MARITIME LAW BOTTOMRY CONTRACT.-A contract of bottomry is governed by the general maritime law as administered in the place where the bond is payable. It is no answer to cargo owners sued on a bottomry boud and setting up a defense that the master of the ship had not taken proper steps to apprise them of his necessity, that such communication was not necessary by the law of the country to which the ship belonged. Authorities cited The Hamburg, Brown & Lush Adm. 259; The Gratitudine, 3 C. Rob. 240; The Buonaparte, 8 Moore, P. C. 459; Lloyd v. Gnrbert, L. R., 1 Q. B. Div. 115; Pope v. Nickerson, 3 Story, 465; Kleinwort v. Cassa Maratima, L. R., 2 App. Cas. 156; Probate Div. & Adm. Div., Nov. 11, 1881. The Galtano and Maria. Opinion by Sir Robert Phillimore (45 L. T. Rep. N. S. 510).

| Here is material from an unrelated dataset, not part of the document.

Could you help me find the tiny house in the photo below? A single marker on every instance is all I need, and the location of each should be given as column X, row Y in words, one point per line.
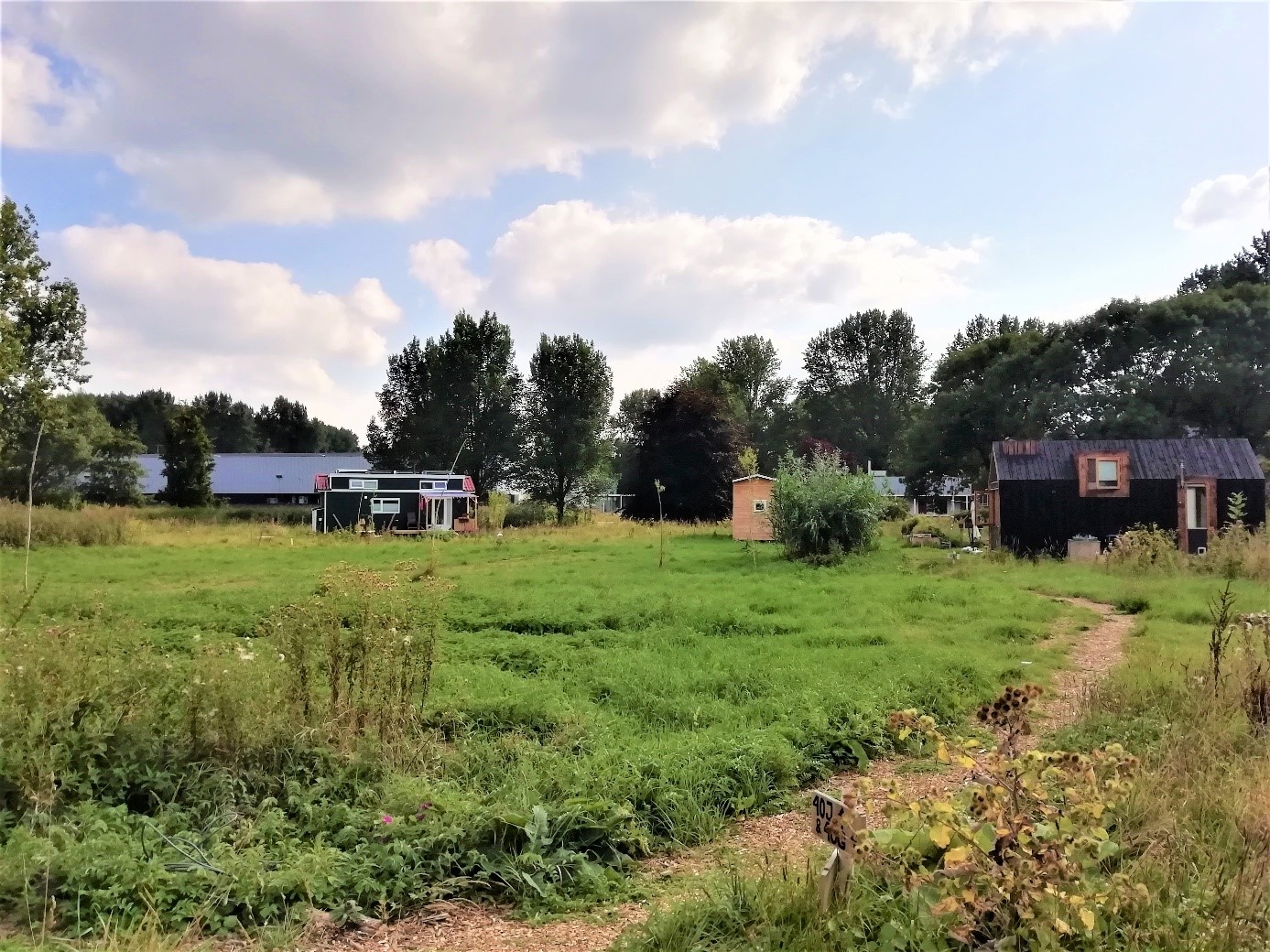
column 1043, row 492
column 751, row 501
column 399, row 503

SALVAGE. Where volunteers navigate a derelict for a time, and on falling in with another vessel abandon her, they are not entitled to salvage award. Prob. Div. & Adm. Div., March 9, 1881. The Killeena. Opinion by Sir Robert Phillimore (45 L. T. Rep. N. S. 622). SPECIFIC PERFORMANCE-INABILITY TO FULLY PERFORM.-Defendant, a widow lady, entered into an agreement with the plaintiffs to grant them a lease of certain premises in the city of London for the purposes of their business. The defendants afterward found that she was only entitled to an undivided moiety of the premises in question, the other moiety being vested in her son an infant, so that she was unable to execute a lease for the whole of the premises. The plaintiffs brought their action for specific performance with compensation, and also claimed damages in respect of their liability to eviction. Held, that specific performance must be granted in respect of the defendant's undivided moiety with an abatement of one-half of the rent, but that nothing could be awarded by way of damages, as those claimed were merely prospective. Authorities cited Mortlock v. Buller, 10 Ves. 252; Bain v. Fothergill, L. R., 3 E. & J. App; Price v. Griffith, 1 DeG. M. & G. 80. Chanc. Div. Dec. 3, 1881. Burrow v. Scammell. Opinion by Bacon, V. C. (45 L. T. Rep. N. S. 606).

CORRESPONDENCE.

DESPATCH OF LEGAL BUSINESS IN ENGLAND AND AMERICA.

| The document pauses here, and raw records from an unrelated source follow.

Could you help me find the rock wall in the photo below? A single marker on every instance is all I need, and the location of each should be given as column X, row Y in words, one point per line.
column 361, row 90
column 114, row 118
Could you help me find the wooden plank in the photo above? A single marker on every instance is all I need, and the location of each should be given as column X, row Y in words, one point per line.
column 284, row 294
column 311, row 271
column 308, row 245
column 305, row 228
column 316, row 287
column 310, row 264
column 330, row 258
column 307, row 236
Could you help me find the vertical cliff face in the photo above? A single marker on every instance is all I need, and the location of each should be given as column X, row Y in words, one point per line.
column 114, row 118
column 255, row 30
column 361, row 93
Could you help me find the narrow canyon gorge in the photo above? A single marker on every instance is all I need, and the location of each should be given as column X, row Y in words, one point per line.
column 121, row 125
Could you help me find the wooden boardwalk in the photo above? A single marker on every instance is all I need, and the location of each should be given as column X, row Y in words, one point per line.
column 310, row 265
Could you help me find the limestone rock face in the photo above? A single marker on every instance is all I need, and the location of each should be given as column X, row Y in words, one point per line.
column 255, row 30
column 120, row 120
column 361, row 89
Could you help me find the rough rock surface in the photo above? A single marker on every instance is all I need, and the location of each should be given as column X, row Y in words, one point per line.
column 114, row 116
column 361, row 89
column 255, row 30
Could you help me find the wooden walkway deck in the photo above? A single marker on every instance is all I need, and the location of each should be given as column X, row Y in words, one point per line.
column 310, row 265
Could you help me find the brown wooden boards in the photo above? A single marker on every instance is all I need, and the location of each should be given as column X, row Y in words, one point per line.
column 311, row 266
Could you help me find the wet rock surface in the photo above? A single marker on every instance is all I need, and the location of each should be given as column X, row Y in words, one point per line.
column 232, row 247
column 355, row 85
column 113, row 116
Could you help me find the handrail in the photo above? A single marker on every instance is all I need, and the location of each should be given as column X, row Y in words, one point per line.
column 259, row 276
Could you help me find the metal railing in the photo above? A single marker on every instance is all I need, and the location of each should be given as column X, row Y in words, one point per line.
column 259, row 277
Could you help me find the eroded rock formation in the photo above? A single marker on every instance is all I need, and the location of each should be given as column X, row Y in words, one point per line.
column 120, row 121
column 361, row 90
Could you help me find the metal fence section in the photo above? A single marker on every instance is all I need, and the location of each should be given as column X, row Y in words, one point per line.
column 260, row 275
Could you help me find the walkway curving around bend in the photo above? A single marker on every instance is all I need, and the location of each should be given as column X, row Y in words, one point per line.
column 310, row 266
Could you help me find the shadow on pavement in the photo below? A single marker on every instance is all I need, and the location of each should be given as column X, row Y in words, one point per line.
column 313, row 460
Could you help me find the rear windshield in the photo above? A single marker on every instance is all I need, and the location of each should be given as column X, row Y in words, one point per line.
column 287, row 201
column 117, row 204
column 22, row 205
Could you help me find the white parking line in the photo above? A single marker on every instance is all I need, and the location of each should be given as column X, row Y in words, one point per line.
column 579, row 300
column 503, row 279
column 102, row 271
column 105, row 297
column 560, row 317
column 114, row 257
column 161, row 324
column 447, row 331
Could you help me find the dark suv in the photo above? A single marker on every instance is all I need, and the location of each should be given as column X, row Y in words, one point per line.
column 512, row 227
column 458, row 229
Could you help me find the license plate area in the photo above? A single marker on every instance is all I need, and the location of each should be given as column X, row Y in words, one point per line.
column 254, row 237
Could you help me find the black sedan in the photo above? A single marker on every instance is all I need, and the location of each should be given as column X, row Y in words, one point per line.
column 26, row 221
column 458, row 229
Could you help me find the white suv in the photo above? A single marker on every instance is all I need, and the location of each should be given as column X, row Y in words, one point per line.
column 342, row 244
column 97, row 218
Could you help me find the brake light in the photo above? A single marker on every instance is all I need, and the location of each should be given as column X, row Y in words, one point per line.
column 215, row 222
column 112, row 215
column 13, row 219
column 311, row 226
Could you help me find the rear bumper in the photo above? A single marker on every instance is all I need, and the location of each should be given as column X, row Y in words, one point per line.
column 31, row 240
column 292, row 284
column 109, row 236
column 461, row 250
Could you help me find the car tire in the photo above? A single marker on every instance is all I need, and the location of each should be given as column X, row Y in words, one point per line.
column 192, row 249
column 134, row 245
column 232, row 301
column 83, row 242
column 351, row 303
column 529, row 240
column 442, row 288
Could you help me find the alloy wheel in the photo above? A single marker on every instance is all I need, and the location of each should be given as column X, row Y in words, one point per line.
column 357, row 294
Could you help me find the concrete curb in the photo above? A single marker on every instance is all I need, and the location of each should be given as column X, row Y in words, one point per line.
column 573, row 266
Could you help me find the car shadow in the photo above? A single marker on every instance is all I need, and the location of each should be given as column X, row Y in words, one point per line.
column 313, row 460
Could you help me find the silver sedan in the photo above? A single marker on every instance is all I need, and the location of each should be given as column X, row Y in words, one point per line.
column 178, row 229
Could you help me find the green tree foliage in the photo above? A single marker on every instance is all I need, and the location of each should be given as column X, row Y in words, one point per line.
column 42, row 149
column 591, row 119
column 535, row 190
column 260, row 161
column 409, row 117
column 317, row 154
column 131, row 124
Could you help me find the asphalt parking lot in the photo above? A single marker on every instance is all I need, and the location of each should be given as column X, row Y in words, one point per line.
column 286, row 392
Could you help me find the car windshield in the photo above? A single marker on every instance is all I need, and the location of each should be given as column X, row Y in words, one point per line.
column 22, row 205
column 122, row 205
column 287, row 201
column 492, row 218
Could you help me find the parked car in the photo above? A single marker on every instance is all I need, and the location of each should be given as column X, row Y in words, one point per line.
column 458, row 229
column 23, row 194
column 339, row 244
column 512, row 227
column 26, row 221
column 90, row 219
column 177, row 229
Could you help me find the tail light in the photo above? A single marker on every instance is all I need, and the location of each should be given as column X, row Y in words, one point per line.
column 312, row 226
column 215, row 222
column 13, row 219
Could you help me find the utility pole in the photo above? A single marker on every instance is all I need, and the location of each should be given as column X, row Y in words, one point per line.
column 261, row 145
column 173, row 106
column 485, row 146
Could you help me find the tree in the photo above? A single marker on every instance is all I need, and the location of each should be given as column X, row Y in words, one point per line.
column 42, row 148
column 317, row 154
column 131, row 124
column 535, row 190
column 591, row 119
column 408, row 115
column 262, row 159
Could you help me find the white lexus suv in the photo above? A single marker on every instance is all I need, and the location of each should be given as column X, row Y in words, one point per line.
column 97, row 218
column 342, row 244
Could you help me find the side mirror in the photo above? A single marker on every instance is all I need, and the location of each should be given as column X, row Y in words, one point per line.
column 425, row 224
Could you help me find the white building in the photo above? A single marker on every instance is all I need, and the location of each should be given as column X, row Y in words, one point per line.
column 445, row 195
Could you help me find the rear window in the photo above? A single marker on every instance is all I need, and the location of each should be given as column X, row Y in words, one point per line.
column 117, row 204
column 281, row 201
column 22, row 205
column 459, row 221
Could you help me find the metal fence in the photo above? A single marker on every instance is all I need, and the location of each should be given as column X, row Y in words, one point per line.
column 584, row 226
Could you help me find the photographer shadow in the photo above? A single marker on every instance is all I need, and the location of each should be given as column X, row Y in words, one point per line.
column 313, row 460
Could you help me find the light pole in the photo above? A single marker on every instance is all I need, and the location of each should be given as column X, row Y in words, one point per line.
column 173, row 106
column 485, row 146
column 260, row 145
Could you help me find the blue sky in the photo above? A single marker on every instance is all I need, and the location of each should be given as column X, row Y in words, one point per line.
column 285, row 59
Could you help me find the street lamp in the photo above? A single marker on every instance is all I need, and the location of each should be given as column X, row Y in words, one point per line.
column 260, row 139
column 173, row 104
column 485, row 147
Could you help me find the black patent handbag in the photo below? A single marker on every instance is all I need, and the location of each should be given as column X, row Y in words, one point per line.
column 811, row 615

Editor of the Albany Law Journal:

To those who are disposed to complain of the delays and expenses of litigation in this country I commend the perusal of the following extract from a letter written by a former Dublin solicitor, now resident in this country, who is also well acquainted with American practice.

"I think your practice is far ahead of the English practice, as less technical, and far less cumbrous and expensive. When English cases get into court they are quickly enough disposed of, but no American mind can conceive, or would endure, the horrible difficulty

of getting them into court. There are hundreds of petty offices through which the papers have to pass, each of them as rigid in the details of practice as if they were trying how not to do business. All officers hold during good behavior, and are quite independent of the practitioners; they have enormous power, and use it to save themselves trouble, principally, and sometimes very arbitrarily and injuriously to clients. No attorney likes to make personal enemies by exposing them. I tried it once or twice, and had good reason to rue it.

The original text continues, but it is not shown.